Di usia hampir 100 tahun, Abah Sanusi akhirnya berangkat menunaikan ibadah haji pada musim haji 2025 ini.
Mimpinya menuju tanah suci sudah dipupuk sejak lama. Sejak tahun 1955, Abah Sanusi telah rajin menabung dari hasil bertani singkong, pisang, nangka, hingga rambutan. Tekad kuat itu baru terwujud setelah ia resmi mendaftar haji pada 2019.
"Nabung dari tahun 1955, uangnya saya dapat dari hasil tani. Hasilnya ditabung dan daftar di tahun 2019," cerita Abah Sanusi, Senin (28/4/2025).
Meskipun usia sudah mencapai satu abad, semangat dan kesehatannya tetap terjaga, yang diakuinya berkat aktivitas sehari-hari sebagai petani.
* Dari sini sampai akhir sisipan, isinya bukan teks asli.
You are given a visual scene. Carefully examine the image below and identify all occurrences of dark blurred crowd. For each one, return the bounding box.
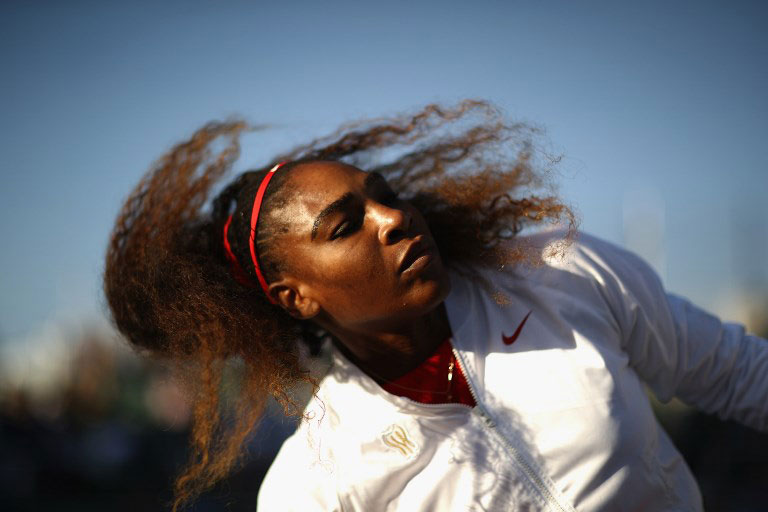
[0,330,768,512]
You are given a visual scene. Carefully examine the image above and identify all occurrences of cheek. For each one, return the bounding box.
[318,250,396,304]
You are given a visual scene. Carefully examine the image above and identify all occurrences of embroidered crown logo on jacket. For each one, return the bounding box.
[381,425,419,458]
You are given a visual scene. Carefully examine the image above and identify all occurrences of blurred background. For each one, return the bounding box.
[0,0,768,511]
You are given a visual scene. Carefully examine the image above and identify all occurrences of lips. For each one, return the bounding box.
[397,236,432,274]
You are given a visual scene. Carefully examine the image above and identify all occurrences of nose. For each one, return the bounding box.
[374,203,413,245]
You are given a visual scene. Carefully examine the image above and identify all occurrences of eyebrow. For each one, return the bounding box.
[311,172,387,240]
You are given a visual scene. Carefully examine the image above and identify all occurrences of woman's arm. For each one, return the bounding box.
[581,236,768,432]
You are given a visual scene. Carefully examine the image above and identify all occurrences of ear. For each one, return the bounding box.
[269,278,320,320]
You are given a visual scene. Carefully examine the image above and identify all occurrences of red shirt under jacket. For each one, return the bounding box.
[381,338,476,407]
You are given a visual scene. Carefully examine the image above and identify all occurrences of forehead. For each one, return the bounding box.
[280,162,368,231]
[289,162,366,197]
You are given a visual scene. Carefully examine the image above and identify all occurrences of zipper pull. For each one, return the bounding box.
[476,407,496,428]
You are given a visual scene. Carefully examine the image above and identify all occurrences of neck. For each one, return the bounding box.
[328,303,451,383]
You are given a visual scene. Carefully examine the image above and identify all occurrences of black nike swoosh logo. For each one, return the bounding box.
[501,310,533,345]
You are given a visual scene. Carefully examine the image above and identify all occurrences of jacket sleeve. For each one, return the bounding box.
[581,236,768,432]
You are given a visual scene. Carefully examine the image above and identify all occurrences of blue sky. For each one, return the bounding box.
[0,0,768,341]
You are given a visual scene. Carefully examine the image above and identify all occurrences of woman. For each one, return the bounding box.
[105,101,768,511]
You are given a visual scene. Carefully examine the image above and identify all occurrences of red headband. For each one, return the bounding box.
[224,162,286,304]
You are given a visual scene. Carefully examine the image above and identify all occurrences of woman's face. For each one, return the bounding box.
[272,161,450,333]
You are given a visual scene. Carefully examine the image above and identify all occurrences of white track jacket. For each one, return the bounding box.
[258,232,768,512]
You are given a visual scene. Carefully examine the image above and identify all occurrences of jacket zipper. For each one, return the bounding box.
[453,348,573,512]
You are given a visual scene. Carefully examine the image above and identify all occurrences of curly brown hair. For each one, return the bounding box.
[104,100,575,511]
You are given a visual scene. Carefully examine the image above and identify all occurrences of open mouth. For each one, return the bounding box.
[398,239,434,274]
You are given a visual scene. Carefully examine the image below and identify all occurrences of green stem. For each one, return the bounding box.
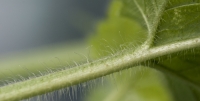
[0,37,200,101]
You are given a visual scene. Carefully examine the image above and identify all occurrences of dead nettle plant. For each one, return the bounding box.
[0,0,200,101]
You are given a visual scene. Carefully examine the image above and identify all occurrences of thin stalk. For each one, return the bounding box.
[0,37,200,101]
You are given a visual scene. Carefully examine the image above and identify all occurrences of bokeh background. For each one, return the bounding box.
[0,0,109,101]
[0,0,109,55]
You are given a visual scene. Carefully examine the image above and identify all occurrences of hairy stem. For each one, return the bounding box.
[0,37,200,101]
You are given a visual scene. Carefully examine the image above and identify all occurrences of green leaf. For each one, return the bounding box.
[122,0,200,101]
[0,0,200,101]
[89,0,200,101]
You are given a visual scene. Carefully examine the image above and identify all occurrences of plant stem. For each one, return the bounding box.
[0,37,200,101]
Kabar keberangkatannya ke tanah suci pun disambut penuh haru dan rasa syukur, baik oleh dirinya maupun keluarganya.
"Waktu itu saya kaget, ya kaget. Alhamdulillah akhirnya ada panggilan," tambahnya.
Namun, perjalanan Abah Sanusi ke tanah suci tahun ini harus dijalani sendiri. Sang istri yang seharusnya mendampingi, terpaksa batal berangkat lantaran tengah menjalani perawatan akibat sakit pinggang di RS Asyifa.
"Sendiri, tadinya berdua sama istri. Tapi istri sakit, enggak bisa berangkat," tutur Abah Sanusi.
Sementara itu, Sekretaris KBIHU Amanah Ummah Leuwiliang, Ifa Latifah, membenarkan bahwa Abah Sanusi masuk dalam prioritas keberangkatan lansia.